Our fates needle-writ upon our arms
Shackles forged of iridescent ink
Markings the same as those borne by
Both the king’s horses and his whores

We loved despite the Diamond Throne
Displaced children of the Gem Court
Our lives no longer our own, perhaps
But not so our hearts-not so our hearts

Their machinations brought us together
Closer than they could have known, or wanted
They had not counted on our dark desire
Like calls to like, trapped behind velvet bars

Shadowed gardens or garderobes
Our trysting the only brightness
In lives of pampered slavery
We should have seen how it must end

We wept before the Diamond Throne
Disgraced children of the Gem Court
New sentences inscribed on our flesh
With scourges this time instead of quills

But not to welcome death, not that release
Our lines the mortar of alliances
We could not be killed, but separated
Bound now to others for the good of all

You, fiercest son of the House of Ruby
I, a Sapphire-gentler, but no less hard
Yet in the end, corundum only
And diamond, my darling, cuts us both

Marsheila (Marcy) Rockwell is a Rhysling-nominated poet and author who resides in the Valley of the Sun with her husband and children.
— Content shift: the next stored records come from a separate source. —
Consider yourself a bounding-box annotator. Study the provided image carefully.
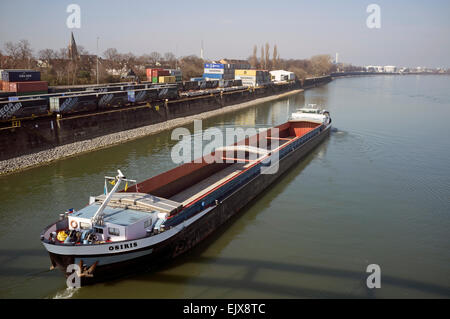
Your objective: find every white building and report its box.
[384,65,397,73]
[270,70,295,82]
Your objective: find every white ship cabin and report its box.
[69,203,161,242]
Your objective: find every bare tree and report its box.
[311,54,332,76]
[180,55,203,80]
[150,52,161,65]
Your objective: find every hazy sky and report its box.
[0,0,450,68]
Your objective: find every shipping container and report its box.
[9,81,48,93]
[234,70,259,76]
[0,99,48,120]
[158,86,178,100]
[130,88,159,103]
[203,68,225,74]
[2,81,9,92]
[203,73,223,80]
[183,81,200,91]
[98,91,130,109]
[0,69,41,82]
[205,63,225,69]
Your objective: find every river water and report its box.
[0,76,450,298]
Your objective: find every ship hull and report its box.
[46,125,331,285]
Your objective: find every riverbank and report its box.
[0,89,304,176]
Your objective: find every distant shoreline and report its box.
[0,89,304,177]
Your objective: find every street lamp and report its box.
[97,37,100,84]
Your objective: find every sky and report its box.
[0,0,450,68]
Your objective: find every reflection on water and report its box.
[0,76,450,298]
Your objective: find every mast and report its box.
[91,169,136,226]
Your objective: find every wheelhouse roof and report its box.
[72,203,157,226]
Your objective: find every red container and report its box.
[149,69,153,81]
[9,81,48,93]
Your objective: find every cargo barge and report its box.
[41,109,331,285]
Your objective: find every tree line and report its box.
[0,40,335,85]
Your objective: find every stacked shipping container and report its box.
[0,70,48,95]
[146,68,183,83]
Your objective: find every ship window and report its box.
[80,223,91,229]
[108,227,120,236]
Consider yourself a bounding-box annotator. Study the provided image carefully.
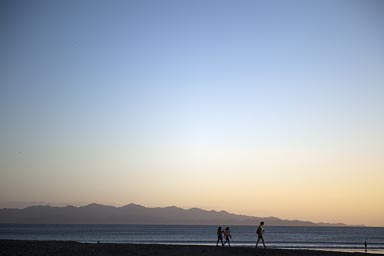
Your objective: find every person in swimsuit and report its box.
[256,221,265,248]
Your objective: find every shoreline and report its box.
[0,240,383,256]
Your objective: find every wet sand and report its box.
[0,240,374,256]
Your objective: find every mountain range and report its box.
[0,204,345,226]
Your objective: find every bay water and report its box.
[0,224,384,253]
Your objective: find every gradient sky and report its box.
[0,0,384,226]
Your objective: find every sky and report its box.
[0,0,384,226]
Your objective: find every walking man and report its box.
[256,221,265,248]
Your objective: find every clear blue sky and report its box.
[0,0,384,225]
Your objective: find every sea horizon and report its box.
[0,224,384,253]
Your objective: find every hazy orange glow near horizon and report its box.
[0,0,384,226]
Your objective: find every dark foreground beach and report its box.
[0,240,374,256]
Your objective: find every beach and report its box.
[0,240,380,256]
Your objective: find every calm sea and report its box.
[0,224,384,253]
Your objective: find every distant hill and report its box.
[0,204,345,226]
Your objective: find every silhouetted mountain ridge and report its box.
[0,203,345,226]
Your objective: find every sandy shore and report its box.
[0,240,373,256]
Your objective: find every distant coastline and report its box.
[0,203,346,226]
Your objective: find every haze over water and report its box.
[0,0,384,226]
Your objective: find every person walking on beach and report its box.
[223,227,232,247]
[216,227,224,246]
[256,221,265,248]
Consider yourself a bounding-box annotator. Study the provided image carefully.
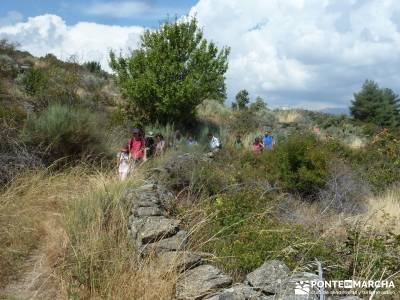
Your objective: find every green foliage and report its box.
[350,80,400,128]
[23,105,106,161]
[22,68,49,96]
[110,19,229,124]
[340,216,400,283]
[235,90,250,110]
[261,133,333,197]
[83,61,102,74]
[353,131,400,192]
[199,188,346,275]
[250,96,267,111]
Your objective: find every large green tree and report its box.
[235,90,250,109]
[350,80,400,128]
[110,18,229,123]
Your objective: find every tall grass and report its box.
[0,166,99,287]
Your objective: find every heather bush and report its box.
[23,104,107,161]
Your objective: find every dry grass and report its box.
[0,169,92,287]
[365,187,400,234]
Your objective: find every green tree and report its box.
[350,80,400,128]
[110,18,229,123]
[22,68,49,96]
[250,96,267,111]
[235,90,250,109]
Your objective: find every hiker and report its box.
[233,134,243,150]
[145,131,156,158]
[117,145,130,181]
[262,131,275,150]
[128,128,147,163]
[207,132,221,152]
[156,133,165,156]
[187,135,197,147]
[173,130,182,149]
[252,137,264,154]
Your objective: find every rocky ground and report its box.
[125,157,366,300]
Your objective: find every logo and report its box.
[294,280,310,295]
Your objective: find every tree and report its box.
[250,96,267,111]
[235,90,250,110]
[110,18,229,124]
[350,80,400,128]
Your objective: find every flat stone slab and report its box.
[158,251,201,271]
[130,217,180,245]
[275,272,320,300]
[206,284,274,300]
[176,265,232,300]
[133,206,165,217]
[142,230,188,255]
[245,260,290,294]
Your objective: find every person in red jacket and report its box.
[128,128,147,162]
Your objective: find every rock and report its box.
[130,217,180,245]
[141,230,188,255]
[158,251,201,271]
[133,206,165,217]
[275,272,320,300]
[132,195,161,212]
[206,284,274,300]
[176,265,232,300]
[246,260,289,294]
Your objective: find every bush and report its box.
[23,105,106,161]
[22,68,48,96]
[261,133,333,198]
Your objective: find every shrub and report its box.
[22,68,48,96]
[23,105,106,161]
[262,133,333,197]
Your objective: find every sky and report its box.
[0,0,400,110]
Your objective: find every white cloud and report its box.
[0,0,400,109]
[84,1,151,18]
[190,0,400,108]
[0,14,144,70]
[0,10,24,26]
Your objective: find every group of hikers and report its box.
[117,128,275,181]
[234,130,275,154]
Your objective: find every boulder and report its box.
[158,251,201,271]
[245,260,289,294]
[176,265,232,300]
[275,272,320,300]
[206,284,273,300]
[130,217,180,245]
[141,230,188,255]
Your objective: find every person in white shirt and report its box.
[207,132,221,152]
[117,146,130,181]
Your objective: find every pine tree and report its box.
[350,80,400,128]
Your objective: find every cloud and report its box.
[0,14,144,70]
[0,10,24,26]
[84,1,151,18]
[0,0,400,109]
[190,0,400,109]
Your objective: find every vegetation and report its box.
[350,80,400,129]
[110,19,229,124]
[0,19,400,299]
[23,105,107,161]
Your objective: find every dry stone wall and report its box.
[125,157,360,300]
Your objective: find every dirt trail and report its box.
[0,218,64,300]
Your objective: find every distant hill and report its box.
[319,107,350,115]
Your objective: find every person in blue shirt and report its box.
[263,131,275,150]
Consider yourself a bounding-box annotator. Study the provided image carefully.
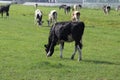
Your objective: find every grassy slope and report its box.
[0,5,120,80]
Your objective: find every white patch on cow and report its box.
[68,34,73,42]
[77,45,82,61]
[47,51,51,57]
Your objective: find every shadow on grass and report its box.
[82,60,120,65]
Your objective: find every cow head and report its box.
[44,44,54,57]
[36,14,43,25]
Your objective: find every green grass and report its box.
[0,5,120,80]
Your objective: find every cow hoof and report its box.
[47,52,51,57]
[71,56,74,60]
[78,59,82,61]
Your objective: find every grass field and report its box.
[0,5,120,80]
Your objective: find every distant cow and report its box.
[59,4,67,9]
[34,3,38,9]
[72,11,80,21]
[35,9,42,26]
[73,4,82,11]
[44,22,85,61]
[103,5,111,14]
[48,10,57,26]
[59,5,71,14]
[0,4,11,17]
[116,5,120,11]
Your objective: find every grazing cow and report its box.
[59,4,67,9]
[34,3,38,9]
[44,22,85,61]
[116,5,120,11]
[47,10,57,26]
[0,4,11,17]
[103,5,111,14]
[73,4,82,11]
[72,11,80,21]
[35,9,43,26]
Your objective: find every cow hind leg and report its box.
[77,42,82,61]
[71,45,77,60]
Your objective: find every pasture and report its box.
[0,5,120,80]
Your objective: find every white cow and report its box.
[47,10,57,26]
[72,11,80,22]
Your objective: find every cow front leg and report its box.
[47,42,56,57]
[71,45,77,60]
[60,43,64,58]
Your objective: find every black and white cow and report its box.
[73,4,82,11]
[44,21,85,61]
[0,4,11,17]
[35,9,43,26]
[103,5,111,14]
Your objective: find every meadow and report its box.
[0,5,120,80]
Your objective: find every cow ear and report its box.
[44,44,47,48]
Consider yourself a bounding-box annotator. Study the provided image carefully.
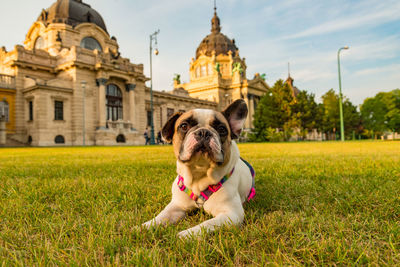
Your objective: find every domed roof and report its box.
[37,0,107,32]
[196,10,238,59]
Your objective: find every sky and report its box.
[0,0,400,105]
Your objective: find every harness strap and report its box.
[177,158,256,202]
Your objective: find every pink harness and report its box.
[177,158,256,204]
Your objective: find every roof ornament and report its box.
[211,0,221,33]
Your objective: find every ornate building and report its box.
[0,0,276,146]
[0,0,217,146]
[175,8,269,129]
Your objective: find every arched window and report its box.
[200,65,207,77]
[35,36,44,49]
[54,135,65,144]
[106,84,122,121]
[81,37,103,51]
[0,100,10,122]
[117,134,126,143]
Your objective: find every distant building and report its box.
[174,9,269,128]
[0,0,269,146]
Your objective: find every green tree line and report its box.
[250,80,400,141]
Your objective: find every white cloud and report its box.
[283,2,400,39]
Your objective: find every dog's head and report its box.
[162,99,248,165]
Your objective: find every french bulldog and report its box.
[142,99,255,238]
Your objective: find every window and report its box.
[54,101,64,121]
[200,65,207,77]
[29,101,33,121]
[54,135,65,144]
[106,84,122,121]
[35,36,44,49]
[0,100,10,122]
[147,110,151,126]
[167,108,174,119]
[81,37,103,51]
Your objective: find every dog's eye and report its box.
[217,125,228,135]
[179,122,189,132]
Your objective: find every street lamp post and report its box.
[81,81,86,146]
[150,30,160,145]
[338,45,349,141]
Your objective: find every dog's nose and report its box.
[194,129,211,141]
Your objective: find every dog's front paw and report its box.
[142,220,155,229]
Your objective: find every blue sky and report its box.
[0,0,400,105]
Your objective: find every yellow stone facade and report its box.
[0,75,16,134]
[0,0,268,146]
[0,0,216,146]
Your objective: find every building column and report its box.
[96,78,108,129]
[126,83,137,129]
[248,94,254,128]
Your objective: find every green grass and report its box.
[0,142,400,266]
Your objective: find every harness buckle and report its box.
[208,182,222,193]
[177,175,186,191]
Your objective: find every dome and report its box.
[37,0,107,32]
[196,11,238,59]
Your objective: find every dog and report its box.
[142,99,255,238]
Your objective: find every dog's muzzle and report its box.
[180,128,223,162]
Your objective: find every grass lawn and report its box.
[0,142,400,266]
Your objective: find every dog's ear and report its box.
[222,99,248,139]
[161,112,183,143]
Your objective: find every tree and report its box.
[251,80,298,141]
[292,91,319,139]
[319,89,361,139]
[360,89,400,135]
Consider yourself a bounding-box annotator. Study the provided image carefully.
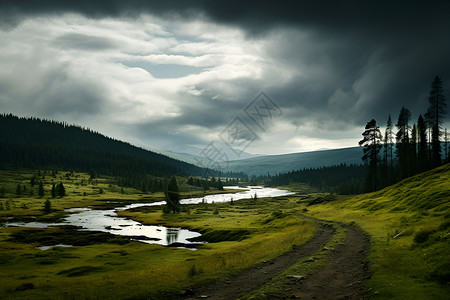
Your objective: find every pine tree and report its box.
[44,199,52,213]
[444,128,449,163]
[426,76,447,167]
[52,184,56,198]
[166,176,180,213]
[359,119,382,191]
[16,183,22,196]
[395,106,411,179]
[56,182,66,197]
[38,181,45,197]
[417,115,428,172]
[409,124,417,175]
[217,178,224,191]
[383,114,394,186]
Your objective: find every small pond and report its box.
[6,186,294,246]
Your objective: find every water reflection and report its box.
[6,186,294,246]
[166,228,178,245]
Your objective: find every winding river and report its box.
[6,186,294,246]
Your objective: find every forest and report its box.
[251,76,450,194]
[359,76,449,191]
[0,114,204,191]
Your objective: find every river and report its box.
[6,186,294,246]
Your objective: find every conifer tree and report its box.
[359,119,382,191]
[417,115,428,172]
[52,184,56,198]
[395,106,411,179]
[166,176,180,213]
[38,181,45,197]
[426,76,447,167]
[16,183,22,196]
[409,124,417,175]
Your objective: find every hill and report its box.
[307,164,450,299]
[221,147,363,176]
[0,114,203,190]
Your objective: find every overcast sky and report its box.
[0,0,450,159]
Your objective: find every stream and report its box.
[6,186,294,250]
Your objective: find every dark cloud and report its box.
[53,33,116,51]
[0,0,450,155]
[0,0,450,34]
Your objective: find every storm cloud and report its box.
[0,0,450,154]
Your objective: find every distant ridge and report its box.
[224,147,363,176]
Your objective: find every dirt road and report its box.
[180,217,370,299]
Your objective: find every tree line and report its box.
[0,114,205,191]
[359,76,450,191]
[249,163,367,194]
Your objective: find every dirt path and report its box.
[171,218,370,299]
[275,226,371,299]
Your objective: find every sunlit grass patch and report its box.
[298,164,450,299]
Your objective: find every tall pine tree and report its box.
[359,119,382,191]
[426,76,447,167]
[417,115,428,172]
[395,106,411,179]
[166,176,180,213]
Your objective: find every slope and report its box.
[305,164,450,299]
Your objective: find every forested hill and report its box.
[0,114,203,180]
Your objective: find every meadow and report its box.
[0,164,450,299]
[0,170,315,299]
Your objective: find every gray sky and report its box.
[0,0,450,159]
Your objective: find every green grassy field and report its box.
[0,170,315,299]
[296,164,450,299]
[0,165,450,299]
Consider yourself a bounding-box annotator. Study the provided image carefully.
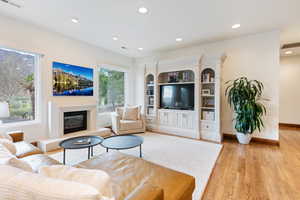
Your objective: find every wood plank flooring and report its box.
[202,128,300,200]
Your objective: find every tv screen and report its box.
[160,84,195,110]
[52,62,93,96]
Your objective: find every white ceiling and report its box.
[0,0,300,57]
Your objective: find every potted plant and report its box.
[225,77,266,144]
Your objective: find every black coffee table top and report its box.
[59,136,103,149]
[101,135,144,150]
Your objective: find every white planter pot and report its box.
[236,133,252,144]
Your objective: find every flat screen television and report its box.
[160,84,195,110]
[52,62,93,96]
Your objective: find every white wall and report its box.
[279,55,300,124]
[136,31,280,140]
[0,16,134,141]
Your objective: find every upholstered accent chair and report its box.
[111,106,146,135]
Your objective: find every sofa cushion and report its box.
[77,151,195,200]
[20,154,60,173]
[120,120,143,131]
[0,132,13,142]
[0,165,101,200]
[0,144,32,172]
[0,139,17,155]
[122,106,140,120]
[39,165,113,199]
[14,141,42,158]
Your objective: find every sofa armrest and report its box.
[125,183,164,200]
[7,131,24,142]
[111,112,121,132]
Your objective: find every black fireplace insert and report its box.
[64,111,87,134]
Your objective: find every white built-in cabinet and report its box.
[144,56,224,142]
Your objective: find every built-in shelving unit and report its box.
[144,56,223,142]
[145,74,155,116]
[200,68,215,121]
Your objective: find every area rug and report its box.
[50,133,222,200]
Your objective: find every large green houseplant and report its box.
[225,77,266,144]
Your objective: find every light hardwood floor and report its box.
[202,128,300,200]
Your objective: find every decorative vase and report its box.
[236,132,252,144]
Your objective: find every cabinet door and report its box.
[159,111,169,125]
[177,112,195,129]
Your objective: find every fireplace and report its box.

From her desert castle, she wages an epic war against spiders, crabgrass and construction dust. In between skirmishes, she writes. You can find out what she’s written lately (and who is winning the war) here.

For a writer or a poet, no experience is ever wasted-it all becomes fodder for the next story or poem. In this case, I finally got to put my geology minor to good use. Who knew rocks could be so tragically romantic?